El Mundo 28/11/12
DAVID GISTAU
OCURRIÓ en Sevilla, durante el último congreso del PP, cuando Rajoy aún lucía, flamante, la aureola triunfal. Hacía rato que había despachado el folio del día, en el que motejaba a Aznar de personaje traspapelado, batido por el nuevo PP hasta en la marca histórica de la mayoría absoluta, y andaba de tabernas por Santa Cruz con algunos de los sospechosos habituales de las coberturas. Entonces, el móvil sonó. Y fui invitado a tomar café con los comensales de un restaurante entre los que acababa de circular la primera edición del periódico del día siguiente.
Al intentar saludar a Aznar, le tiré al suelo la chaqueta que estaba apoyada en el respaldo de la silla: «Joé, me llamas traspapelado, me tiras la chaqueta…», y la frase sonó como si estuviera abocada al «No queda sino batirse» de Alatriste. Sin embargo, la conversación posterior fue grata. Aznar es uno de esos tipos que arrancan las frases hablando muy bajo porque cuentan con que toda la mesa callará en cuanto hable. Hizo algunos augurios que se han cumplido. Con todo, la sensación fue triste. Viniendo de la apoteosis marianista, Aznar parecía estar en Santa Elena, acompañado apenas por un cortejo de leales, jóvenes del purismo casi todos, del PP Auténtico, que habían aceptado compartir el exilio de otro, como los que viajaron con Napoleón. En verdad callaban en cuanto se percataban de que Aznar iba a hablar.

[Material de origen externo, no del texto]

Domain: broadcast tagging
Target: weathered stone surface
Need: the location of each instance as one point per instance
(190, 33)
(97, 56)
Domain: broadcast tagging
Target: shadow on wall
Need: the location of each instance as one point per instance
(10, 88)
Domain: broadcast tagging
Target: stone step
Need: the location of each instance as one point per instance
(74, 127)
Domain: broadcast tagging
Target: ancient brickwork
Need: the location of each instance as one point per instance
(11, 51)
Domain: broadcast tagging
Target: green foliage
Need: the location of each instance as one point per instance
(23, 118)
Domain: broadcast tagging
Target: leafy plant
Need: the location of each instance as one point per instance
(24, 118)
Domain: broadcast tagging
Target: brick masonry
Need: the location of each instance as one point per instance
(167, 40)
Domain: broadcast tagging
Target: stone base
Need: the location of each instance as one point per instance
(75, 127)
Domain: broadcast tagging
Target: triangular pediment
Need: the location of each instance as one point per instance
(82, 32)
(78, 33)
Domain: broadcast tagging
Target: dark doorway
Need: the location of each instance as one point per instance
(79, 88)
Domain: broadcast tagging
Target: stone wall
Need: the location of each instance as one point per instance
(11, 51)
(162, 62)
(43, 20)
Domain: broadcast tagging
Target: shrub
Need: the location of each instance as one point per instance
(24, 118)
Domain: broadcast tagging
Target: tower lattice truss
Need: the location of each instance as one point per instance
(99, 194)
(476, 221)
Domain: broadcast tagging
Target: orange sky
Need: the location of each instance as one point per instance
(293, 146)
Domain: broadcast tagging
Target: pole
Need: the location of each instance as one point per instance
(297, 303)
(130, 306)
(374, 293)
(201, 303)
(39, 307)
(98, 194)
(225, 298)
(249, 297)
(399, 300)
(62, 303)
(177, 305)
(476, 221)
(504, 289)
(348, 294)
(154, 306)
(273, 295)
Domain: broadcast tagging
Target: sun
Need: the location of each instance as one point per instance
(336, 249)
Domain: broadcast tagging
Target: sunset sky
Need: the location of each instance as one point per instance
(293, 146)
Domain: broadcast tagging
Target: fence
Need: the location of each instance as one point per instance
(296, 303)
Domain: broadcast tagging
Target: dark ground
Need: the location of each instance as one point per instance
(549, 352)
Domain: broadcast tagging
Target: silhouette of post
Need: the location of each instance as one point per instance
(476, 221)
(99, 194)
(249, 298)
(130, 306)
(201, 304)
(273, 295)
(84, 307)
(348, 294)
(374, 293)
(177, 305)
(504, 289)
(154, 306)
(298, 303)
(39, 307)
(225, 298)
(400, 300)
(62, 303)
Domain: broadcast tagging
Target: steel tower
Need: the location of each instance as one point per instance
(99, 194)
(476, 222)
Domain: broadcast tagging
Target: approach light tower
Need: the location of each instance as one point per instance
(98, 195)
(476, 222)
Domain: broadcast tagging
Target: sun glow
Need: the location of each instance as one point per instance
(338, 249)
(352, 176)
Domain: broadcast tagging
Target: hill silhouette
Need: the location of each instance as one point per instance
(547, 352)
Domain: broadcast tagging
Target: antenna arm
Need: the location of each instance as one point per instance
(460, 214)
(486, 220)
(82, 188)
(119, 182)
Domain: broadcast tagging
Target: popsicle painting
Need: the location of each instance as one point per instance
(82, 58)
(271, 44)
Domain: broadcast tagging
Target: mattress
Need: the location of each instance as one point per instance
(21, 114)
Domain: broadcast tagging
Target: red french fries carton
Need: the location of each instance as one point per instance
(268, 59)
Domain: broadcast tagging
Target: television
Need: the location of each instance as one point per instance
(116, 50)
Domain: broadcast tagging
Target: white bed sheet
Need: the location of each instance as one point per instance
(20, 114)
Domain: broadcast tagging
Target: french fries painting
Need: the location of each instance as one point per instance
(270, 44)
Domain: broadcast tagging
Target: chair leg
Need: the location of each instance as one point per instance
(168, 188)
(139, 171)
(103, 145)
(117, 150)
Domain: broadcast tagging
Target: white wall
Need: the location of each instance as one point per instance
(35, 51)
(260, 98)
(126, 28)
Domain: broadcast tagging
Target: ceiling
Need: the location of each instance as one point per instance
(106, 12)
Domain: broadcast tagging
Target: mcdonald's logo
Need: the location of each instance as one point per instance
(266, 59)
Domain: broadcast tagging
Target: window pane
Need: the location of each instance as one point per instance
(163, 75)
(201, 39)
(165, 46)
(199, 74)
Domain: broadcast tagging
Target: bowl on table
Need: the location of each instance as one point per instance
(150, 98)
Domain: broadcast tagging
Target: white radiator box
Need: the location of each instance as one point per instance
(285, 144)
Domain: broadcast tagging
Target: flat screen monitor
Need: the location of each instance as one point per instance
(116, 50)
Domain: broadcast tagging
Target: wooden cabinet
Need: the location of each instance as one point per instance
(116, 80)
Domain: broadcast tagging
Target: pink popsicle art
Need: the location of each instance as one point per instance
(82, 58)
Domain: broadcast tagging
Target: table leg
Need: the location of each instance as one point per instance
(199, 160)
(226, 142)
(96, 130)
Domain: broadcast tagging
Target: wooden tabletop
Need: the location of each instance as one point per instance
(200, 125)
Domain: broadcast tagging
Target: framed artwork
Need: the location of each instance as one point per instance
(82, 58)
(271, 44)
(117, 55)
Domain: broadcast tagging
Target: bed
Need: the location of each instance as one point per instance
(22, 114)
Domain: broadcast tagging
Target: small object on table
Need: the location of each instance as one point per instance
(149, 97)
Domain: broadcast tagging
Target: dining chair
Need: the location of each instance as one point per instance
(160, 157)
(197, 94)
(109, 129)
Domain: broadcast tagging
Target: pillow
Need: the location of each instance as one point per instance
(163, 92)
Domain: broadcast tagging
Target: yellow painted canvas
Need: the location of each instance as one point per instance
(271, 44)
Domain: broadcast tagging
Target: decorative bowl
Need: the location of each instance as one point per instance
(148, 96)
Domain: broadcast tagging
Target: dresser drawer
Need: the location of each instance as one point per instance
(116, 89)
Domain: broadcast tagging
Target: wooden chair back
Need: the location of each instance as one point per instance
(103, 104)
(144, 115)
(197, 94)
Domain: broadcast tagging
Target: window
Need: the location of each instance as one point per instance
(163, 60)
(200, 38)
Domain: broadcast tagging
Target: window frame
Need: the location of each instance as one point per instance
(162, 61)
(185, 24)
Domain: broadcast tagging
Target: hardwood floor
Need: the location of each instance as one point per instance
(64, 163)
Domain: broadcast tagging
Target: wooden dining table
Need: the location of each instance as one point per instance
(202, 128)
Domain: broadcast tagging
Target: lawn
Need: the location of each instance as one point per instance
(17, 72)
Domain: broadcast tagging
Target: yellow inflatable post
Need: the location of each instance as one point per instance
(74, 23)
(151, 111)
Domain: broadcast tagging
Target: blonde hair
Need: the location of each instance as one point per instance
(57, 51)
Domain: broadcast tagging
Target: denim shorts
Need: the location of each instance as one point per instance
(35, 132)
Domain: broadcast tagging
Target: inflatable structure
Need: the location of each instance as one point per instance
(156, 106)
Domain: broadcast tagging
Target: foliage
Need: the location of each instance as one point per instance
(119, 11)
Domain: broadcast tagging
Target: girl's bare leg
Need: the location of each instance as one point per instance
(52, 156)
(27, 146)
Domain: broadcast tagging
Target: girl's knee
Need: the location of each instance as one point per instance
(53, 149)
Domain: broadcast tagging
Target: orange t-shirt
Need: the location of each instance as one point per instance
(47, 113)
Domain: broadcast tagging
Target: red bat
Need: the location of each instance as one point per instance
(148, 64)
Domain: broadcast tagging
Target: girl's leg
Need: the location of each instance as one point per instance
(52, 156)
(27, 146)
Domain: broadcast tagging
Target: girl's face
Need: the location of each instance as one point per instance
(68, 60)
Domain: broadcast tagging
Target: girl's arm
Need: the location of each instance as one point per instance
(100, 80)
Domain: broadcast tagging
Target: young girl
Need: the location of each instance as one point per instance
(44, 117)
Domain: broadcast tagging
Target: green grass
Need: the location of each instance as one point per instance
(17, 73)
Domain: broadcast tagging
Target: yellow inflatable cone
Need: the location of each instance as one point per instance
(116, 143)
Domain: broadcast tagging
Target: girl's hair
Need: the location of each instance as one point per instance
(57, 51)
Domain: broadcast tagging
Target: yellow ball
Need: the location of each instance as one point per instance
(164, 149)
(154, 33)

He recordado esa soledad sevillana al contemplar el tumultuoso comeback de Aznar, consagrado en la presentación de sus memorias. Dos indicios hay de su vigencia. El odio de sus enemigos, que permanece igual de virulento. Y la atracción de sus acólitos, que siguen buscando en él un influjo moral, más hondo que la circunstancia electoral, que Rajoy es incapaz de ejercer. Aznar le robó el discurso en aquella entrega de premio a Vargas Llosa, cuando pronunció las primeras palabras que percutían con la aventura de Mas y que todo el partido asumió como si llevara tiempo necesitando escucharlas. Rajoy aún es dueño del poder. Pero, unos meses después de Sevilla, es Moncloa la que parece Santa Elena, mientras Aznar irrumpe de nuevo con ese sentido patrimonial con el que asocia la nación a su legado. Eso sí: ¿No era más fácil decirle al Rey por teléfono el puñetero nombre en vez de obligarlo a buscar un cuaderno en el fondo del mar?